The tcpd program is the TCP wrapper utility for linking inetd with a server. An administrator can modify the inetd.conf file to include tcpd, like this:

finger  stream  tcp    nowait  nobody  /usr/sbin/tcpd  /usr/sbin/in.fingerd

When someone makes a connection to the finger port, the following happens:

  1. inetd runs tcpd as the name /usr/sbin/in.fingerd.

  2. tcpd verifies the executable /usr/sbin/in.fingerd.

  3. tcpd consults /etc/hosts.allow and /etc/hosts.deny to see if the remote machine has permission to connect.

  4. tcpd logs its decision.

  5. If tcpd decides that the remote host is okay, it runs /usr/sbin/in.fingerd. Otherwise, tcpd terminates, dropping the connection.

Here is an example hosts.deny file:

ALL: .badguys.example.com
in.fingerd: nofinger.example.com
portmap: ALL

You can interpret this as follows:

  • No one in the subdomain .badguys.example.com may connect to any TCP wrapper-enabled program.

  • The host nofinger.example.com may not run in.fingerd.

  • No one may access portmap (see Section 6.6 for more information on this service).

The TCP wrapper library reads /etc/hosts.allow before /etc/hosts.deny.
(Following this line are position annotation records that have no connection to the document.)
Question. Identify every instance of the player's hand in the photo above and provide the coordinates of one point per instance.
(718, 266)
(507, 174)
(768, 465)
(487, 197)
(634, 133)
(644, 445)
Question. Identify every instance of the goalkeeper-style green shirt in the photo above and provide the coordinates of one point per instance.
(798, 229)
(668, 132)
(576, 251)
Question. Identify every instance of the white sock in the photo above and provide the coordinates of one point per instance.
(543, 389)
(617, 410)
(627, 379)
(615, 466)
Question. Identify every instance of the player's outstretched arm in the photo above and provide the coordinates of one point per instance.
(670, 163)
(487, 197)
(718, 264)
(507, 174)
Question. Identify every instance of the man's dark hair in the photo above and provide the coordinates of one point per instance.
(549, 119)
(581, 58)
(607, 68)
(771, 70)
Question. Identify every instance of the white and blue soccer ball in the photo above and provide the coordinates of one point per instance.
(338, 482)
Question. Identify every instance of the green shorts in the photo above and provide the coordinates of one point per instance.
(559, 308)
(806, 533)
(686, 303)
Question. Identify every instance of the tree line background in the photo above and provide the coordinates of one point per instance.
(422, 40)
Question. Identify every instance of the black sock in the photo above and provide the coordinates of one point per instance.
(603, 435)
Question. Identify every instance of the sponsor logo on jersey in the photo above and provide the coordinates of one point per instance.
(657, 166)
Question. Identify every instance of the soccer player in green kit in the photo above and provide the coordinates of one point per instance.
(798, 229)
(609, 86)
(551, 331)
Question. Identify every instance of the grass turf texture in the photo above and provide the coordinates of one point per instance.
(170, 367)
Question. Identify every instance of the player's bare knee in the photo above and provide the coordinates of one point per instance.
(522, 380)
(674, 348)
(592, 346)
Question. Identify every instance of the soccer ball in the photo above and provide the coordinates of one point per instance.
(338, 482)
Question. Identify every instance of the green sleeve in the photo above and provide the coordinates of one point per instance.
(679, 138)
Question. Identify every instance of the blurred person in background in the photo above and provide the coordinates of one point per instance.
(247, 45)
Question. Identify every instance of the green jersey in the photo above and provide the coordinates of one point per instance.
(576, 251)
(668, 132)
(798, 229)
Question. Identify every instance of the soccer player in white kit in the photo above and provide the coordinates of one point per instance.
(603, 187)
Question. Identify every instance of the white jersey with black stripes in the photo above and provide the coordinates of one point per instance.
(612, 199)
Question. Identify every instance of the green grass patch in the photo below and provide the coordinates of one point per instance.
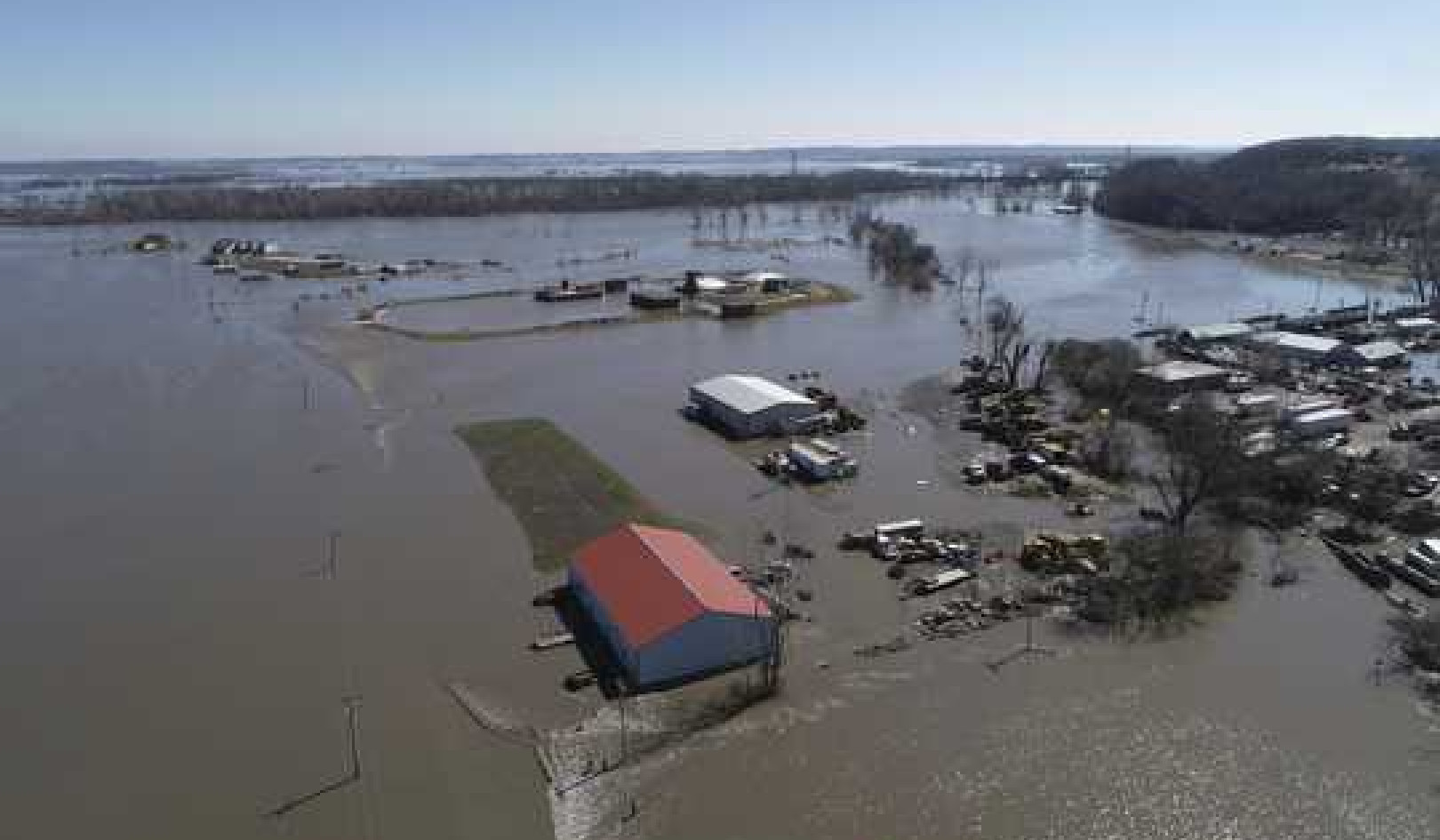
(562, 494)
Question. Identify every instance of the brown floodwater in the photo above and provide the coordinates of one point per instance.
(179, 447)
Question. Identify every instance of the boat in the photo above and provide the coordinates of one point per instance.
(1424, 584)
(1368, 571)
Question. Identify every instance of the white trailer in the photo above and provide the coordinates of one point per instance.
(1322, 422)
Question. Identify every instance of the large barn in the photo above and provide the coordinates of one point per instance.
(749, 406)
(667, 608)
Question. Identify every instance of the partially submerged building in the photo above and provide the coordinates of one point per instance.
(1175, 378)
(1370, 355)
(1298, 346)
(667, 610)
(749, 406)
(1216, 333)
(1416, 326)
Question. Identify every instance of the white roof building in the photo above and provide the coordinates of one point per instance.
(1416, 324)
(750, 394)
(1374, 353)
(1175, 376)
(1217, 332)
(1300, 343)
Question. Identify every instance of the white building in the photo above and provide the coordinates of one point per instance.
(1212, 333)
(1181, 376)
(1298, 346)
(749, 406)
(1372, 355)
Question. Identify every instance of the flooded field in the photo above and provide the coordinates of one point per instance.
(181, 450)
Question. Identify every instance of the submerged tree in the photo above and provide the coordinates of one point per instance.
(1204, 460)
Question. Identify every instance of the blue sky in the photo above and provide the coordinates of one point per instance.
(170, 78)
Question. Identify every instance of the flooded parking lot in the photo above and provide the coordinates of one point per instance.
(179, 448)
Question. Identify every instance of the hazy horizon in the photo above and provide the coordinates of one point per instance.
(162, 79)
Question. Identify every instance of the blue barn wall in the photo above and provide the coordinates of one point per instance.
(706, 644)
(602, 619)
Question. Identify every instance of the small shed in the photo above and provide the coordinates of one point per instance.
(668, 610)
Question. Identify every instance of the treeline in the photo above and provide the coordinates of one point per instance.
(474, 196)
(1364, 186)
(896, 250)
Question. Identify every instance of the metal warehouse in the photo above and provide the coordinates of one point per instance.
(749, 406)
(667, 608)
(1181, 376)
(1300, 346)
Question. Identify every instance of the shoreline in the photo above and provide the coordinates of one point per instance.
(824, 294)
(1220, 243)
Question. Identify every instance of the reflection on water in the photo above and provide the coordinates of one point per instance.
(178, 447)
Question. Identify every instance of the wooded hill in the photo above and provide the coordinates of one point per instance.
(1370, 188)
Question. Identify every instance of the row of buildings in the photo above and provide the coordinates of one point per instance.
(1309, 349)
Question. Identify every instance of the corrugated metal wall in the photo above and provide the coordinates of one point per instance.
(712, 643)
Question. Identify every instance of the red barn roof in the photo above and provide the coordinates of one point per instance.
(652, 581)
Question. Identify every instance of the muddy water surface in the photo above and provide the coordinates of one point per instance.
(178, 448)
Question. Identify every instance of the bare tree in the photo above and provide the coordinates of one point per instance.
(1423, 246)
(1204, 460)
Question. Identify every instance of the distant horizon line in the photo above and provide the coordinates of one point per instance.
(650, 152)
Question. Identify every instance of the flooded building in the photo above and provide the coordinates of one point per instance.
(1216, 333)
(667, 608)
(1175, 378)
(1416, 326)
(1298, 346)
(749, 406)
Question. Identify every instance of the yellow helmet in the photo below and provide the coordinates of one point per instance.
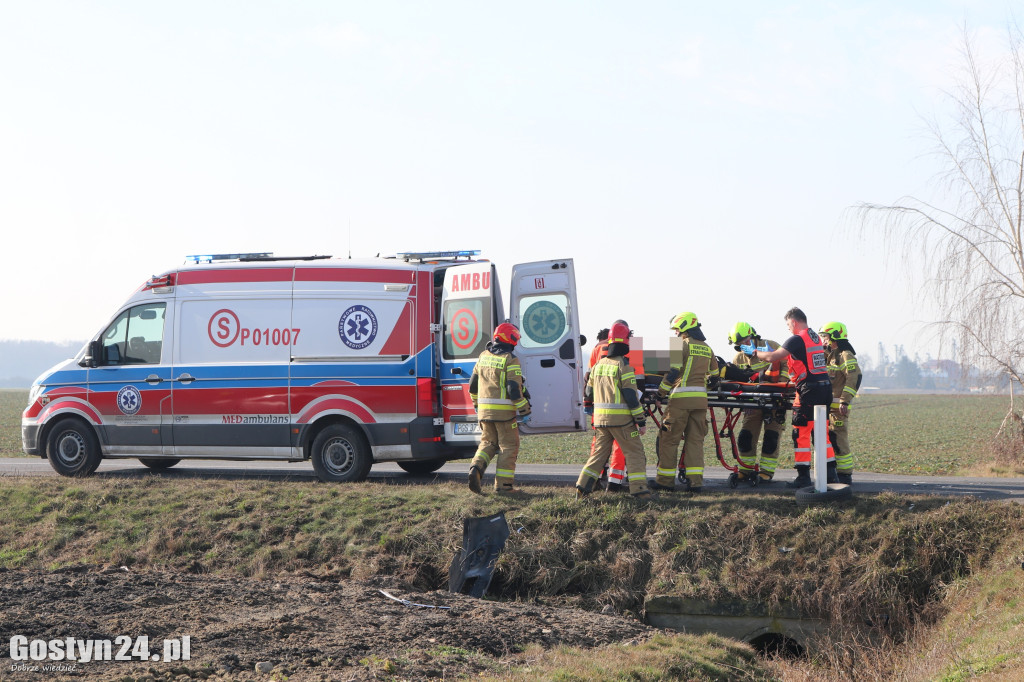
(684, 322)
(740, 331)
(834, 330)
If a rule in /etc/hosts.allow matches an incoming connection, the TCP wrapper library allows the connection, ignoring /etc/hosts.deny. For example, the following line in /etc/hosts.allow enables portmap access to the subdomain goodguys.example.com:

portmap:  .goodguys.example.com


Using domain names in a TCP wrapper configuration has the disadvantage that it uses DNS. Forcing DNS lookups can hinder performance. It's also not extremely secure; it's possible to affect DNS lookups.

6.3.2 xinetd

Some Linux distributions come with an enhanced version of inetd named xinetd (http://www.xinetd.org/). You can read about the xinetd improvements at the Web site, but to summarize, xinetd offers built-in TCP wrapper support, better logging, and extended access control.
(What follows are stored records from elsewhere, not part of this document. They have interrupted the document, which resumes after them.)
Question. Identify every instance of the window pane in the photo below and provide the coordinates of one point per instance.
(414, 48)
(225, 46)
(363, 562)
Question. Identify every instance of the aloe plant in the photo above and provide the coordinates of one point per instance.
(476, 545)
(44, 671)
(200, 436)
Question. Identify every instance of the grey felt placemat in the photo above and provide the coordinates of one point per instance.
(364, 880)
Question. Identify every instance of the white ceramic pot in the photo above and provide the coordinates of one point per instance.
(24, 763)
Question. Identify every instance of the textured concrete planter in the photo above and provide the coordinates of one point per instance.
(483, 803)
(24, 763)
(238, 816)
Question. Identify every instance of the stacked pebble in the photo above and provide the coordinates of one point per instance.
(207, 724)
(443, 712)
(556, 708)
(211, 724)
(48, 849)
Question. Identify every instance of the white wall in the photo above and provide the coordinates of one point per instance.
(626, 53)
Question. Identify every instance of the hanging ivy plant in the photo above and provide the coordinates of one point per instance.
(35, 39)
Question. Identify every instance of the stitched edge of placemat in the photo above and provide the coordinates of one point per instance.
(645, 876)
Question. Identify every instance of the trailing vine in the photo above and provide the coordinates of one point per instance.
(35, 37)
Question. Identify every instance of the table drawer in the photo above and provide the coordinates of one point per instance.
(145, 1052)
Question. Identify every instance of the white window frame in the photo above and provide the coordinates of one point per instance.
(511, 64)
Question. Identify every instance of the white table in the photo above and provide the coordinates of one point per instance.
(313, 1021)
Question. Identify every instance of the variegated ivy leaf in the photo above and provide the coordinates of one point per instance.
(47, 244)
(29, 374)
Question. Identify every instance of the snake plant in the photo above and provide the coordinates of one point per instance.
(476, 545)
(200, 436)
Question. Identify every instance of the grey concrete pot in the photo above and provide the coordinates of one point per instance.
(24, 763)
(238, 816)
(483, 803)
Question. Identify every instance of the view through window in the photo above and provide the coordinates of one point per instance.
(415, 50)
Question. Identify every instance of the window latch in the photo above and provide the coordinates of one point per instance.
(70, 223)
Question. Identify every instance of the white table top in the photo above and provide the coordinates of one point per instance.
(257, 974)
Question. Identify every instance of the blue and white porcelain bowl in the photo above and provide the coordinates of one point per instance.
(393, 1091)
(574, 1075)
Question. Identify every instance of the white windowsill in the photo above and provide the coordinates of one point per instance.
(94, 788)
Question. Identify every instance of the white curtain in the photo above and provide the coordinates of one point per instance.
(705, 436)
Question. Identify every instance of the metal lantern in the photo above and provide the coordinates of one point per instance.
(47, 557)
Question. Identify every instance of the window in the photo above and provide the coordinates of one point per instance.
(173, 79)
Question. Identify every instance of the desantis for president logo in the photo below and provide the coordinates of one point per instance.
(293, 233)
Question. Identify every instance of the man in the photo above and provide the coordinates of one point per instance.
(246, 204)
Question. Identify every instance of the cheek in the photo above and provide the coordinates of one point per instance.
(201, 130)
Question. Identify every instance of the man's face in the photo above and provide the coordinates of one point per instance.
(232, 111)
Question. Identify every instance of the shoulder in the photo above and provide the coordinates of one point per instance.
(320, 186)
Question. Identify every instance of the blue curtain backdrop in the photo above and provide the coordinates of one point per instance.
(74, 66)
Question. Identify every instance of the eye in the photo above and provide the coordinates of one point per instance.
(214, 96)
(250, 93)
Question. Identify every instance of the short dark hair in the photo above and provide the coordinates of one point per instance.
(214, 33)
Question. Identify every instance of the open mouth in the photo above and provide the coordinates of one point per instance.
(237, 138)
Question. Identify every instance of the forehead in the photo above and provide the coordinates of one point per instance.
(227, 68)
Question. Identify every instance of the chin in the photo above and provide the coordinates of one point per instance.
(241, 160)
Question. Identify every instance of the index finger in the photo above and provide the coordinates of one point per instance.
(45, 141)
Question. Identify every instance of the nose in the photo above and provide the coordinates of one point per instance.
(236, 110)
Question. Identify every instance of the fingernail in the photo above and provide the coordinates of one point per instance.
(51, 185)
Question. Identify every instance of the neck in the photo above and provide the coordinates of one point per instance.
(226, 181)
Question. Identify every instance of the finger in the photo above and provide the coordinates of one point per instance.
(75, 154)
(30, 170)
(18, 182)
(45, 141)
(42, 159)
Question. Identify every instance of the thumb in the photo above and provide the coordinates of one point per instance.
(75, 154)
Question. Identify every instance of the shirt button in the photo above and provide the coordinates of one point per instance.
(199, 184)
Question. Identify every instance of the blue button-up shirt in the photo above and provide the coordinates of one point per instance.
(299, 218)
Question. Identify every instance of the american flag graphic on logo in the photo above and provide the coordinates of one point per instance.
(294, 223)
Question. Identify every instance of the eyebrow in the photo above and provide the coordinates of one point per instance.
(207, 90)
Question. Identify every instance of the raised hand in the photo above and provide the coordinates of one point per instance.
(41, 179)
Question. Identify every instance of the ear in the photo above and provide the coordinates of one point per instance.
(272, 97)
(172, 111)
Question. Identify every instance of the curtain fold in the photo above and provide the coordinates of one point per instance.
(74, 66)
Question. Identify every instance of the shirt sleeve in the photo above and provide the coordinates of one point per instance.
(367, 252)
If you currently have inetd, should you run xinetd? If you need its features, sure. However, if you only have one local server (for example, FAM for the GNOME desktop), and you firewall the external traffic to this server anyway, there are probably better things you can do with your time. xinetd administrators should also keep careful track of security advisories, because this package has not seen as widespread use as the old inetd.

xinetd does not read inetd.conf, but if you understand the fields in inetd.conf, you won't have trouble using xinetd. If you want an alternative to /etc/xinetd.d, you can also use itox to convert your inetd.conf to a xinetd.conf file that xinetd can read.
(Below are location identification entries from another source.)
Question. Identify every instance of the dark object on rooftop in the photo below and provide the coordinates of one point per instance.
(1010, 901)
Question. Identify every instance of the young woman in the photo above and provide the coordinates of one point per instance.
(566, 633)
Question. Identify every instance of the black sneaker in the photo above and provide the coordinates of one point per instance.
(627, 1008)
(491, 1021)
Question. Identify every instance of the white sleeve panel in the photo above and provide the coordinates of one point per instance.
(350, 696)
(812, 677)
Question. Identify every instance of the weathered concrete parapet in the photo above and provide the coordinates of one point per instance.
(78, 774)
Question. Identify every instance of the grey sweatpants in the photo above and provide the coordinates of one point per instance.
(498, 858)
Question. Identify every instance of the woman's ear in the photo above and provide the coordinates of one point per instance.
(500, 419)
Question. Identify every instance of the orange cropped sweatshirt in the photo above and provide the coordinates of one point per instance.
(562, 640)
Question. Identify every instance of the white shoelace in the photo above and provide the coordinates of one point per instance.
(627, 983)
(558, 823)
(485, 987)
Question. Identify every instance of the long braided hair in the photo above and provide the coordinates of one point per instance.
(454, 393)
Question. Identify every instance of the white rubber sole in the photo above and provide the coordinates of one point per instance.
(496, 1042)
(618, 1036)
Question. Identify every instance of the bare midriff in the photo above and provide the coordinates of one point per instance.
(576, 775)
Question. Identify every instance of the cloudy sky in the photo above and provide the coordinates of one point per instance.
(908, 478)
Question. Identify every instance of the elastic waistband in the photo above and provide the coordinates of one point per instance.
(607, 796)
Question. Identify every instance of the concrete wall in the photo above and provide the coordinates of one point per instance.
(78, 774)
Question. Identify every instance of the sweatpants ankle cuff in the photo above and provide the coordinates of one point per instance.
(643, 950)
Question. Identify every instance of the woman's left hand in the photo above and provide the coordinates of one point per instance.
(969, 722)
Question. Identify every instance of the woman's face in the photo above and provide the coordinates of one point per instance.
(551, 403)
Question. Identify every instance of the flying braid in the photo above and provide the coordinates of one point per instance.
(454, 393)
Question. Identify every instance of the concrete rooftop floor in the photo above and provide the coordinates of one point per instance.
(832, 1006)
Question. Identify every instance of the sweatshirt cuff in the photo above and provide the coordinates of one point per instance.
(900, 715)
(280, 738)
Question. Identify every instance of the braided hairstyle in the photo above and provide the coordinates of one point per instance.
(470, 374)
To add a new service to xinetd, create a file in /etc/xinetd.d with the name of the service. For example, the /etc/xinetd.d/finger file might look like this:

service finger
    socket_type = stream
    protocol    = tcp
    wait        = no
    user        = nobody
    passenv     =
    server      = /usr/sbin/in.fingerd
    server_args =

To make xinetd recognize the changes, run kill -USR1 on the xinetd process ID.